AlphaValue pourrait élargir son champ de la recherche action au crédit

le 04/10/2012 L'AGEFI Hebdo

Les accords de commercialisation noués avec des courtiers européens apportent de nouvelles sources de revenus. Et permettent d'envisager une diversification.

Illustration: PHB/Agefi

Un spécialiste de l’évaluation des sociétés. C’est ainsi que se décrit aujourd’hui AlphaValue, qui ne veut plus être cantonné à l’image d’un bureau de recherche action. Il ne s’agit pas d’une simple nuance mais bien de l’évolution d’un modèle, rendue nécessaire par la crise. « Nous essayons de développer des métiers qui capitalisent sur ce savoir-faire », revendique d’ailleurs Pierre-Yves Gauthier, directeur de la recherche et l’un des fondateurs d’AlphaValue. Cette stratégie se décline sur deux axes : donner plus de visibilité à la recherche et investir de nouveaux domaines d’activité.

Pour mieux se recentrer sur ce qu’il sait le mieux faire - l’analyse -, AlphaValue a signé une série de partenariats avec des brokers (courtiers) européens auxquels il confie la commercialisation de sa recherche, contre un pourcentage des droits de courtage. Le dernier en date, signé cet été avec LFG Kronos, lui permet de renforcer sa présence commerciale en Allemagne, en Autriche, en Suisse et aux Pays-Bas. Il fait suite à des partenariats similaires conclus en Espagne et en Italie. « Ce sont des accords gagnant-gagnant, explique Pierre-Yves Gauthier.

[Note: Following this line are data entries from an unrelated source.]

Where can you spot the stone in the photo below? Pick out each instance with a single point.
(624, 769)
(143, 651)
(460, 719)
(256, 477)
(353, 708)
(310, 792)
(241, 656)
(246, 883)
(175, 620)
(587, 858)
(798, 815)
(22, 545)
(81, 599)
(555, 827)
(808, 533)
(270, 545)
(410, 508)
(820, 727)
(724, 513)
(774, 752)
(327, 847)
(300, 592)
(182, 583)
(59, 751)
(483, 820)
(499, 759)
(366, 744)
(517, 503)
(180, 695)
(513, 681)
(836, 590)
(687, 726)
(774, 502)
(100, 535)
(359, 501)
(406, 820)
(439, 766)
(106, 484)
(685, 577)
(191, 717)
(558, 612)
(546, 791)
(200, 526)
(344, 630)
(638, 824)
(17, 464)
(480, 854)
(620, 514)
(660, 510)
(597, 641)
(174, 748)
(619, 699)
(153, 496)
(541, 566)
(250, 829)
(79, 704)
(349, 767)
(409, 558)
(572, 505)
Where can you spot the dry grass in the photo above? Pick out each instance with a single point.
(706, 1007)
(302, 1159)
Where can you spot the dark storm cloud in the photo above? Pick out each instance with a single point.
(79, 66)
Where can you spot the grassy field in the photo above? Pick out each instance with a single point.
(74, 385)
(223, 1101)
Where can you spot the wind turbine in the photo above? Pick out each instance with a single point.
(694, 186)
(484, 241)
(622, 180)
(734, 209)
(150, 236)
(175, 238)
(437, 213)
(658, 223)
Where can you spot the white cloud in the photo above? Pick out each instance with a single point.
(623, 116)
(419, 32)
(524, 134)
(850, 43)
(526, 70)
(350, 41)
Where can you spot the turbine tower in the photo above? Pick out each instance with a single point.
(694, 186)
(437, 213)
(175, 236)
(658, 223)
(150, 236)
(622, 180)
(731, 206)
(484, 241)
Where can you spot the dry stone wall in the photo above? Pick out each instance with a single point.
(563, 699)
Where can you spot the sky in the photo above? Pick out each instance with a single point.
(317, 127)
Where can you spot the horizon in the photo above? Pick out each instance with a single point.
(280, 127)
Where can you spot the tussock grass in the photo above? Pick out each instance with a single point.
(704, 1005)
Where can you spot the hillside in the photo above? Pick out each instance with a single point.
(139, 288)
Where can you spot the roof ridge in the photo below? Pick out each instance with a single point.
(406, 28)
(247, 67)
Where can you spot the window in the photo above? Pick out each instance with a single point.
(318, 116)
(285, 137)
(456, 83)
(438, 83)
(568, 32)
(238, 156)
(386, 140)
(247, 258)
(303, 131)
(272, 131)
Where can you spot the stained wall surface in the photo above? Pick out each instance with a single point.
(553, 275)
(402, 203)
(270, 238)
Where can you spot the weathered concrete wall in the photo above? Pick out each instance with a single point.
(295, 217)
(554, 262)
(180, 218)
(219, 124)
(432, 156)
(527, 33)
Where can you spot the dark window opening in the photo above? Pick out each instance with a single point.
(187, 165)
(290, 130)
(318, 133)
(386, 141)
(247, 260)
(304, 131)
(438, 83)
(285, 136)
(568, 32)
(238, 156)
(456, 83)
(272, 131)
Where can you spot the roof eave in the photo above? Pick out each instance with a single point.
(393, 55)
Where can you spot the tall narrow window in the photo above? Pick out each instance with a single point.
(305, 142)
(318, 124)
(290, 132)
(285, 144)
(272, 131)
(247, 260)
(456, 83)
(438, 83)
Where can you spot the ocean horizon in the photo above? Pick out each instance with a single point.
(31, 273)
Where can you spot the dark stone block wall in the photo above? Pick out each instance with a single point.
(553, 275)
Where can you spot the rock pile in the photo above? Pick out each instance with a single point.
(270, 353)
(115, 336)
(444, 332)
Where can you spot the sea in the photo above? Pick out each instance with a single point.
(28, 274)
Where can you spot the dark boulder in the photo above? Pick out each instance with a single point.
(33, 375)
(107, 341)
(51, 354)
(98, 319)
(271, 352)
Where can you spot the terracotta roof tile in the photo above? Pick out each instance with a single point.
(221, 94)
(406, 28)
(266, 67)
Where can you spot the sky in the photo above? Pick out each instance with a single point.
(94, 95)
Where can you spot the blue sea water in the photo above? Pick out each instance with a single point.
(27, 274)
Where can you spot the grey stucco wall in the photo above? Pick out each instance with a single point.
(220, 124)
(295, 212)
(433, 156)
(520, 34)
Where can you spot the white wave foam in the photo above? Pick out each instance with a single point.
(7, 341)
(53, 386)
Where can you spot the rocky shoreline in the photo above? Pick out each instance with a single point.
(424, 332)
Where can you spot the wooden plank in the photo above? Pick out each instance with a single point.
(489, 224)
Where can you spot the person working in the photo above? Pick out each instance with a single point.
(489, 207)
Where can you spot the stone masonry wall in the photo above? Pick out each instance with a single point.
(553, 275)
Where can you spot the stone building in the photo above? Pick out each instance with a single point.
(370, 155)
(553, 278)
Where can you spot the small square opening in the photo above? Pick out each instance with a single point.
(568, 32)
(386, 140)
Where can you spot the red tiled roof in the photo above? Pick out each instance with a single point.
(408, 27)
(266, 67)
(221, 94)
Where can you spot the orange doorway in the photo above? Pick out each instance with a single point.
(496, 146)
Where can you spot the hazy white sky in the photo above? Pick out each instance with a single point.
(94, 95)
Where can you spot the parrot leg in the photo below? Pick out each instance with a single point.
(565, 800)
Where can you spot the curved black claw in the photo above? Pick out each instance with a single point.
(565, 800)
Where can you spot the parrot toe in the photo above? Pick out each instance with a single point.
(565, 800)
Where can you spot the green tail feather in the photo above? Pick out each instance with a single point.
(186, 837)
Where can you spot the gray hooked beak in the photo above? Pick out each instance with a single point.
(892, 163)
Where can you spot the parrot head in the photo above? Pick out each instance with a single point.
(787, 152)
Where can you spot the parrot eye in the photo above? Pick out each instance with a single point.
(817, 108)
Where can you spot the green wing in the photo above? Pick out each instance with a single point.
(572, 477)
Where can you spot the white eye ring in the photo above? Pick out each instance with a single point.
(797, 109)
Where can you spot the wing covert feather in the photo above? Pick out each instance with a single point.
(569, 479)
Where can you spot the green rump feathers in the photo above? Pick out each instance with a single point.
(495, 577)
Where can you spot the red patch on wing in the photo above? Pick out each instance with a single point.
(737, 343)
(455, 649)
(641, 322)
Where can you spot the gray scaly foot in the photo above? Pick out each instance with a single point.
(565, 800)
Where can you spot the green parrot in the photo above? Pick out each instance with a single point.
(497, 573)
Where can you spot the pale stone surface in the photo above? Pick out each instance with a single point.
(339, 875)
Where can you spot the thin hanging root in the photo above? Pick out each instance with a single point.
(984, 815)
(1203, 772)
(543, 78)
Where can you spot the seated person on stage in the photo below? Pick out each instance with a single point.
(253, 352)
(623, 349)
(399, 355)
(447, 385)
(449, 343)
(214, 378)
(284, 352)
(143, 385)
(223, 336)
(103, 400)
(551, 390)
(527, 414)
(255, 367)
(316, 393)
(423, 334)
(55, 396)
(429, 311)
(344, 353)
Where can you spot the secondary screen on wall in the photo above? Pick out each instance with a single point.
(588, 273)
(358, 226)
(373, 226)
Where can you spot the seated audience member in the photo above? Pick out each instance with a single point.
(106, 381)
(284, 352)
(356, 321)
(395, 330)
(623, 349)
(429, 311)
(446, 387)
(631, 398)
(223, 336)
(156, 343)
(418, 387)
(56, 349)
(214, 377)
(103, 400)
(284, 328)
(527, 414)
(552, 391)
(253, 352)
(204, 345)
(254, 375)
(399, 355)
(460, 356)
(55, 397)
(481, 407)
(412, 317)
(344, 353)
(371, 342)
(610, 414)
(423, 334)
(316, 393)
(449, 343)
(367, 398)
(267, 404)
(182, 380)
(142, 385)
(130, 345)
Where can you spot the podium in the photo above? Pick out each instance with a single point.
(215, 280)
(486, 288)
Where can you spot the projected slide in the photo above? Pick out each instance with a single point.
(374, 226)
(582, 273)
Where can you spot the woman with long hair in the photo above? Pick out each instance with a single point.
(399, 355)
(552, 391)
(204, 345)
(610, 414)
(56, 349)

Pour ces 'brokers', il s’agit de pouvoir vendre de la recherche à leurs clients, sans pour autant assumer des coûts fixes importants. Il faut en effet savoir que monter un bureau de recherche peut coûter jusqu’à 20 millions d’euros - moins dans notre cas car nous avons mis en place un système de production performant. » Les courtiers relativisent le coût de la recherche puisqu’ils ne reversent à AlphaValue qu’une partie des commissions de courtage. « De notre côté, les avantages ne sont pas négligeables, poursuit Pierre-Yves Gauthier. Nous multiplions notre force de vente, en passant de 4 vendeurs (en interne) à 17 (avec l’ensemble des trois 'brokers'). En outre, nous ne bradons pas notre recherche car le pourcentage que nous recevons pour sa commercialisation est progressif en fonction des volumes de courtage ! » La société espère générer ainsi de substantiels revenus additionnels.

Essaimage

En parallèle, le bureau de recherche poursuit une diversification de ses activités, avec jusque-là deux initiatives importantes. Il a répliqué son modèle sur la région Mena (Moyen-Orient et Afrique du Nord) à travers AlphaMena, en Tunisie. AlphaValue détient 35 % de sa petite sœur. « AlphaMena est la preuve que l’on peut déployer notre savoir-faire sur un autre marché, estime Pierre-Yves Gauthier. L’idée est maintenant de répliquer cette expérience sur l’Europe centrale et l’Amérique latine. » Autre initiative, la création avec Altares, le spécialiste de l’information sur les entreprises, d’une structure appelée AltaValue pour valoriser des sociétés non cotées. Ces services peuvent intéresser l’entreprise en interne (par exemple pour les programmes d’intéressement des cadres), mais également lui faire prendre conscience de sa valeur dans les négociations avec ses partenaires, notamment bancaires.

Dans cette logique de diversification autour de la valorisation des entreprises, la prochaine étape pourrait être le crédit. « Nous allons accompagner l’intérêt des investisseurs pour le crédit en travaillant sur une offre de type 'rating' à partir de notre culture 'equity', révèle Pierre-Yves Gauthier. Nos outils permettent une immense réactivité sur cette classe d’actifs. C’est une prolongation naturelle de notre savoir-faire et nous jouissons d’une très large couverture, bien au-delà des sociétés notées. » Mais le franchissement de cette étape ne sera sûrement pas aussi aisé que pour les précédentes : la notation fait actuellement l’objet de toutes les attentions et donc de toutes les précautions.